The first concert at Giants Stadium occurred on June 25, 1978, with the Beach Boys as the headliners, with the Steve Miller Band, Pablo Cruise, and Stanky Brown also performing.

The Grateful Dead played Giants Stadium 14 times between 1978 and 1995. In 2019 the Grateful Dead released the Giants Stadium 1987, 1989, 1991 boxed set.

Pink Floyd performed two nights at the stadium on 3 and 4 June 1988 as part of their A Momentary Lapse of Reason tour, which concluded the North American leg of that tour before heading to Europe. They also performed two nights on 17 and 18 July 1994 as part of their The Division Bell tour. Interestingly, these two concerts were also the last two shows of the North American leg of that tour and the last Pink Floyd concerts ever held outside of Europe.

The stadium played host to Amnesty International's final A Conspiracy of Hope Benefit Concert on June 15, 1986. The show was a sold-out, all-day event, running from noon until 11 p.m. and broadcast on MTV. The show was headlined by U2 and Sting and also featured Bryan Adams, Peter Gabriel, Joan Baez, the Neville Brothers, and the Police. Additional artists that performed included John Eddie, with Max Weinberg; Third World; the Hooters; Peter, Paul and Mary; Steven van Zandt, with Bob Geldof, Stanley Jordan, Joan Armatrading, Jackson Browne, Rubén Blades, with Fela Kuti and Carlos Santana, Yoko Ono, Howard Jones, Miles Davis, and Joni Mitchell. Spoken introductions were made by Billy Graham, Bill Bradley, Daryl Hannah, Robert De Niro, Christopher Reeve, Michael J. Fox, and Muhammad Ali. Pete Townshend was scheduled to perform, but cancelled at the last minute, when his father, Cliff Townshend, became gravely ill, which would have been his first US solo appearance. This also marked the Police's final full-live performance together, until their 2007 Reunion Tour, 21 years later.

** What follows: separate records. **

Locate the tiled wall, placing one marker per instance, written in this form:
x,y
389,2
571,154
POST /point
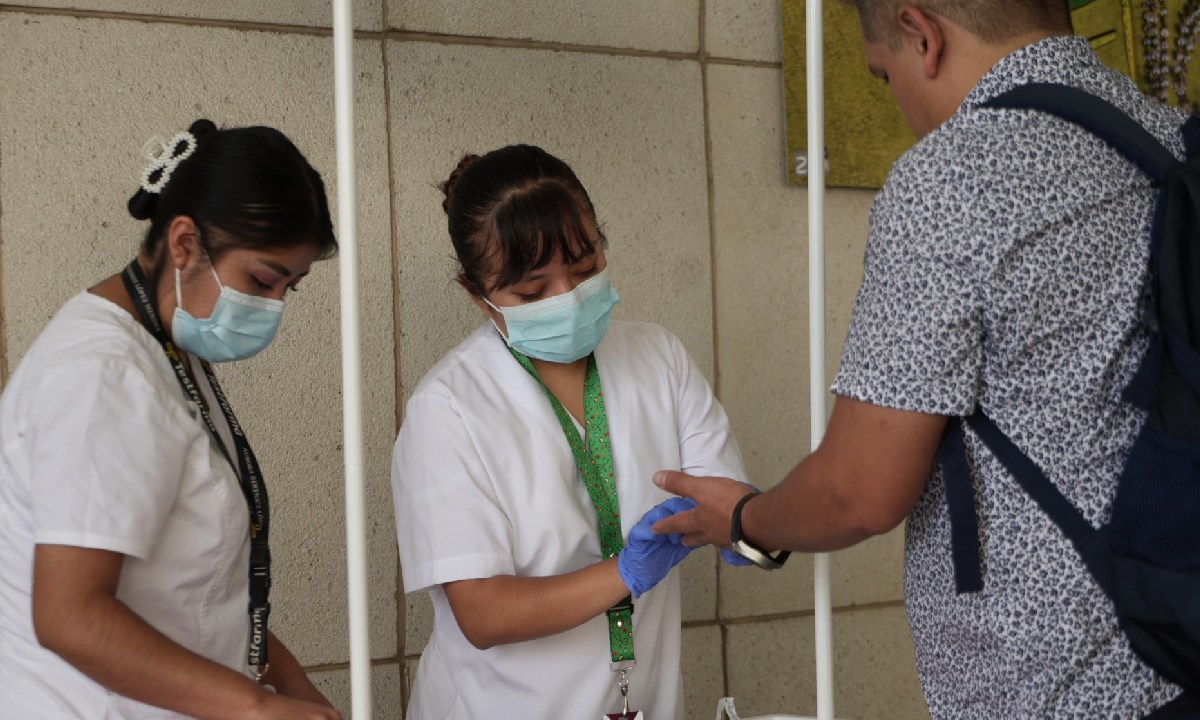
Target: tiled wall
x,y
671,114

The stadium played host to the Tattoo the Earth Tour on July 20, 2000. The show featured performances by Slipknot, Slayer, Sevendust, Sepultura, Hed PE, Mudvayne, downset., Hatebreed, Full Devil Jacket, Famous, Amen, U.P.O., Nothingface, PPM, Cold, Relative Ash, Systematic, Six Feet Under, Candiria, Lamb of God, God Forbid, Darkest Hour, Unearth, All That Remains, Dropkick Murphys, Sick of It All, Tiger Army, Converge, The Unseen, Reach the Sky, Stretch Arm Strong, Kill Your Idols, and Nashville Pussy, including the only appearance by Metallica during the tour and also featured 42 tattoo artists from Australia, Austria, France, Germany, Malaysia, Manitoba, Spain, Switzerland, and the US.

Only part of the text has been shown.